In the first visit to Iran by an Egyptian leader since the 1979 revolution, new president Mohammed Morsi took on his host country's closest ally, calling on Syria's Bashar al-Assad to step down. Sitting next to Iranian president Mahmoud Ahmadinejad during the opening remarks of the Non-Aligned Movement conference on Thursday, Morsi delivered stinging criticism of the Syrian government, saying that the world has a "moral duty" to support the Syrian opposition"against an oppressive regime that has lost its legitimacy."

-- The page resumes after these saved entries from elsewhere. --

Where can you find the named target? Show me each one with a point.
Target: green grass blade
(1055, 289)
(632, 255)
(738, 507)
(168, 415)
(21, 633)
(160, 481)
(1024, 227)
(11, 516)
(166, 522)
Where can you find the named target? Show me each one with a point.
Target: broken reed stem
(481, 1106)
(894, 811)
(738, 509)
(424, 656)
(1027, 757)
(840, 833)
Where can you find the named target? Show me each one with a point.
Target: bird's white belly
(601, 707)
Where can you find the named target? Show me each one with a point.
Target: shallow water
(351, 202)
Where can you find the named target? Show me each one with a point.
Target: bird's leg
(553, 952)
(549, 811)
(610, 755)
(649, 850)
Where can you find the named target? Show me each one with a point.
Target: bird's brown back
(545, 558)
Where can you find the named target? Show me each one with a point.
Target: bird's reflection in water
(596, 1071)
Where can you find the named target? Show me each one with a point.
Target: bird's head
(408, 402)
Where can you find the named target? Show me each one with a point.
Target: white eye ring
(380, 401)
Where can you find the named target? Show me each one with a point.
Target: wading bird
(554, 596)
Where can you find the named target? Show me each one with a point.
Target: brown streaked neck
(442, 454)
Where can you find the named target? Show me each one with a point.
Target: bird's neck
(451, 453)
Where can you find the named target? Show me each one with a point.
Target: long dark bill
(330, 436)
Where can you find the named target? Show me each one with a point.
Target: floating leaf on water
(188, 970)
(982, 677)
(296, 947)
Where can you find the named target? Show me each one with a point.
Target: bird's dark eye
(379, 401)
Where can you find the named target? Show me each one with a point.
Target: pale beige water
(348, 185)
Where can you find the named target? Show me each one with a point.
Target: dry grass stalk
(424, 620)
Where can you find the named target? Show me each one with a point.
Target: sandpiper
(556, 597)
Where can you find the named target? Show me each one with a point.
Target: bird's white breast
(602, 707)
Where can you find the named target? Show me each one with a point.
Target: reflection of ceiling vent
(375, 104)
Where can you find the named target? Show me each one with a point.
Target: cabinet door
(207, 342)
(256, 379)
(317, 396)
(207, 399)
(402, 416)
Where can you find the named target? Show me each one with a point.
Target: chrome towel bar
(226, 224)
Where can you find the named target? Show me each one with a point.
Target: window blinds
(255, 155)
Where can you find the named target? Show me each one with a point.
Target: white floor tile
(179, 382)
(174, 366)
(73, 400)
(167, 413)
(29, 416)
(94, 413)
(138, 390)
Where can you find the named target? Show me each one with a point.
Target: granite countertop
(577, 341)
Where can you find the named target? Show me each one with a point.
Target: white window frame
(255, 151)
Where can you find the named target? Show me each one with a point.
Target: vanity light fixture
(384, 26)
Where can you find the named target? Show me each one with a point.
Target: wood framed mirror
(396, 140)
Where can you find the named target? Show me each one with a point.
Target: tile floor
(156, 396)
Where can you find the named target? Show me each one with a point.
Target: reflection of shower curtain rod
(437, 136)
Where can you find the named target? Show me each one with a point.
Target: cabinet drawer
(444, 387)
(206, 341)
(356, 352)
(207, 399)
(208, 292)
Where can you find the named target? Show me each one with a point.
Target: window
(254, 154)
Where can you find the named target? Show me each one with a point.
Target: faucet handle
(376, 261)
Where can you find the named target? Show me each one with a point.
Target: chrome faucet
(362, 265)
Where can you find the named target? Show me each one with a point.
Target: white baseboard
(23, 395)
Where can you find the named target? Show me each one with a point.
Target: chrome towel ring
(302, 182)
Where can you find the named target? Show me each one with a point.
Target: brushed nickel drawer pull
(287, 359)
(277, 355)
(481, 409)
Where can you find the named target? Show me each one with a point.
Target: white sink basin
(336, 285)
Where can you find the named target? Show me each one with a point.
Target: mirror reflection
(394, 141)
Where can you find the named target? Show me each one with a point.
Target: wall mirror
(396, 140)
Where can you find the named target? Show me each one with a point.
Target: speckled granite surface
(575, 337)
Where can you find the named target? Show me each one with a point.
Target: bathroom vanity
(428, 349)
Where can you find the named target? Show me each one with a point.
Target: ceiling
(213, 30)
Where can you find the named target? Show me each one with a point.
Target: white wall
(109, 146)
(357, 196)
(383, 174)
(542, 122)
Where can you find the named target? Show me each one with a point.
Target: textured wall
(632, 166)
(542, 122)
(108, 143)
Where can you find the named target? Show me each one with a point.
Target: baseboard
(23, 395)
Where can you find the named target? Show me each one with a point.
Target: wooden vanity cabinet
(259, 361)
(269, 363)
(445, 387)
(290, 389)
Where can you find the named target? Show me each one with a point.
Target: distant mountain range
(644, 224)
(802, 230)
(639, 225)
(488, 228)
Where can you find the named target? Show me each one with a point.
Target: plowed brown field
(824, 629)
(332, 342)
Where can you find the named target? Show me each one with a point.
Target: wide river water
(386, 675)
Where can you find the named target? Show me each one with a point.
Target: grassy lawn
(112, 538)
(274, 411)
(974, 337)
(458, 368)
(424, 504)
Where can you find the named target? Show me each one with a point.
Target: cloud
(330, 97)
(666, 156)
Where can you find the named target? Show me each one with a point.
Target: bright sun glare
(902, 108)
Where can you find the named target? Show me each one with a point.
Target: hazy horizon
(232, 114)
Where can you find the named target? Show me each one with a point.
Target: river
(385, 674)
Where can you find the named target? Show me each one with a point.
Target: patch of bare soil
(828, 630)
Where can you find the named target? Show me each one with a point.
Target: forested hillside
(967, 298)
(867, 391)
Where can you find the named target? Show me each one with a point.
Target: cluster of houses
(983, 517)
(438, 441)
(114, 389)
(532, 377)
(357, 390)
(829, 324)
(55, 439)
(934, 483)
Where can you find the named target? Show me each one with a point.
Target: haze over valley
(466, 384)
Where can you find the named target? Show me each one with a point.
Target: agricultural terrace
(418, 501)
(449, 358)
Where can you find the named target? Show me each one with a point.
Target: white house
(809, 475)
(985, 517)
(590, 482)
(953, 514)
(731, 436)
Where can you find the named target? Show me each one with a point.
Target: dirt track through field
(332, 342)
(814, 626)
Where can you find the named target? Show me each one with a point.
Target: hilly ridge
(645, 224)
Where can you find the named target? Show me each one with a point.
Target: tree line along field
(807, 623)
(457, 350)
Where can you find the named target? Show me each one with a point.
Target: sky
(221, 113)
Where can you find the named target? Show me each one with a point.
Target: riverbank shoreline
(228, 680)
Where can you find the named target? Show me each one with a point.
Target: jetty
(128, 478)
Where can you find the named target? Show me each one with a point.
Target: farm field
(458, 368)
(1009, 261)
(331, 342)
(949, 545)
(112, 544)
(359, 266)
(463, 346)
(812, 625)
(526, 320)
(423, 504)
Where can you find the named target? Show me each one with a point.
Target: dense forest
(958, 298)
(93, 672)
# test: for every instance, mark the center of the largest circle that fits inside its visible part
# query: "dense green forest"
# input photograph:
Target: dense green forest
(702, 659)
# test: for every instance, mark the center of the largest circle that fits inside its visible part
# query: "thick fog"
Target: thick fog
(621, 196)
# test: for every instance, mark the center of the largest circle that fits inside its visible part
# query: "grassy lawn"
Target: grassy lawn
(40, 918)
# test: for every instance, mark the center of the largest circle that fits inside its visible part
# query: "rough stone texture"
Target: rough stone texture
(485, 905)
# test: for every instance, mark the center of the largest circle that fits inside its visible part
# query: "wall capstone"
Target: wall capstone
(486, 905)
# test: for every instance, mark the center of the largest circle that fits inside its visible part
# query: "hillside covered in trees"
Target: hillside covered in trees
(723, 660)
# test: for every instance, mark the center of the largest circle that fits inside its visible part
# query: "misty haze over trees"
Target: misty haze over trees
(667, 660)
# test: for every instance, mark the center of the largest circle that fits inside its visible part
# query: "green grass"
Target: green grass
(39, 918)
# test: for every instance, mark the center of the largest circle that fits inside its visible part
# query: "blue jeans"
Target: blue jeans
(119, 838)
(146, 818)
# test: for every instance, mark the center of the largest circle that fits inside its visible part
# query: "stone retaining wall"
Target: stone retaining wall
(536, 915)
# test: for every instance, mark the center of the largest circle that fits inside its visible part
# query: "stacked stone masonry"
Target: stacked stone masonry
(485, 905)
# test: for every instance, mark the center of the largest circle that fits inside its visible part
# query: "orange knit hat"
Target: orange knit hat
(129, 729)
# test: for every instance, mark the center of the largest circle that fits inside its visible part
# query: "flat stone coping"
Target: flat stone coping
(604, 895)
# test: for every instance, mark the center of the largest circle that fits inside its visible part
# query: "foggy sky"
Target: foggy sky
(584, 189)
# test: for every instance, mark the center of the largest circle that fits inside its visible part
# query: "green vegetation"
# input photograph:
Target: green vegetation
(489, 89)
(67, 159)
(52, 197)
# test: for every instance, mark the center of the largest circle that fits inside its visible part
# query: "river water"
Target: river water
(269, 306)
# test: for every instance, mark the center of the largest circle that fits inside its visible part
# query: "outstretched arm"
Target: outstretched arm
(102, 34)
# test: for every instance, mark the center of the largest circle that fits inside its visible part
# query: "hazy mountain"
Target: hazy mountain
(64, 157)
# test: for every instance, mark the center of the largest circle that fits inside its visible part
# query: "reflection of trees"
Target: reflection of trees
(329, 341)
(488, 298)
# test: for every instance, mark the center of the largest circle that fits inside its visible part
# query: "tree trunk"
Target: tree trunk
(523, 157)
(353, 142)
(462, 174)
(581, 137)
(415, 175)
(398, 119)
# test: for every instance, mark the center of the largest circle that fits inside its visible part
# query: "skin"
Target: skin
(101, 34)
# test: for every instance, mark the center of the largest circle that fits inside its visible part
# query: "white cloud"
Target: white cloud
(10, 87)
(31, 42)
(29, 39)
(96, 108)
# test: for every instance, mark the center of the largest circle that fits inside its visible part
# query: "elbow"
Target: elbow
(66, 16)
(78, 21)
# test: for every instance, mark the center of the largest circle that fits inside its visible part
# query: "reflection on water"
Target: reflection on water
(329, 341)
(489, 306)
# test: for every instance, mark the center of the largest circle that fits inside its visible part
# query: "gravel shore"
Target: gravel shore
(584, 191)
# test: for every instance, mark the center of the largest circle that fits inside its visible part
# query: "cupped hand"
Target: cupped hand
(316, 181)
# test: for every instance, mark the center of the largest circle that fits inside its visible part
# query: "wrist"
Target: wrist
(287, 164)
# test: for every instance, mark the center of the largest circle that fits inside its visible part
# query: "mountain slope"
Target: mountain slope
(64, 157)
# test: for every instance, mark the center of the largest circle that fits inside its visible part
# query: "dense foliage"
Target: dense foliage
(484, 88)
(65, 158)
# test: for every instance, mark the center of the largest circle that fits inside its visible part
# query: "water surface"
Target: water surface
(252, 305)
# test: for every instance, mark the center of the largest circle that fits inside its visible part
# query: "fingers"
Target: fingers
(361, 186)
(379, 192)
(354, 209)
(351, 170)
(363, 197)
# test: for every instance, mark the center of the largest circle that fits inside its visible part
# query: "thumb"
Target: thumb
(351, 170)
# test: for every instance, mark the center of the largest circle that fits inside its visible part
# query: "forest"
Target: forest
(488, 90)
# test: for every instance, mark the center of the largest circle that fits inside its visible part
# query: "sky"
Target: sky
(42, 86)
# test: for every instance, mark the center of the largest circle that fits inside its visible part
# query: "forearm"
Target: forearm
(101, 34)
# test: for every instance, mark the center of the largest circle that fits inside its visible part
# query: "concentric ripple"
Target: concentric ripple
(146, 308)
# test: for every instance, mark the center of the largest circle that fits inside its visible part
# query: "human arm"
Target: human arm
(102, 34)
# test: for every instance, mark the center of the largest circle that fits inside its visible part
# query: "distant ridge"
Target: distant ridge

Morsi called on the 120 nations present to "support a peaceful transition" to democratic rule, acknowledging that violence in Syria will not end without outside intervention, adding "the bloodletting in Syria is the responsibility of all of us." His remarks led the Syria delegation to walk out of the conference in the middle of his speech.
Optimists will read this as a hopeful sign that perhaps there can be such a thing as an Islamist democracy after all. They'll welcome too the show of distance between the new regime in Egypt and Assad's backers in Iran.
Pessimists will wonder: is this a warning that the Syrian rebels share the same Sunni Islamist ideology that motivates the new power-wielders in Egypt - an ideology fully as hostile to liberal and democratic values as the practices of the Alawite Assad clan?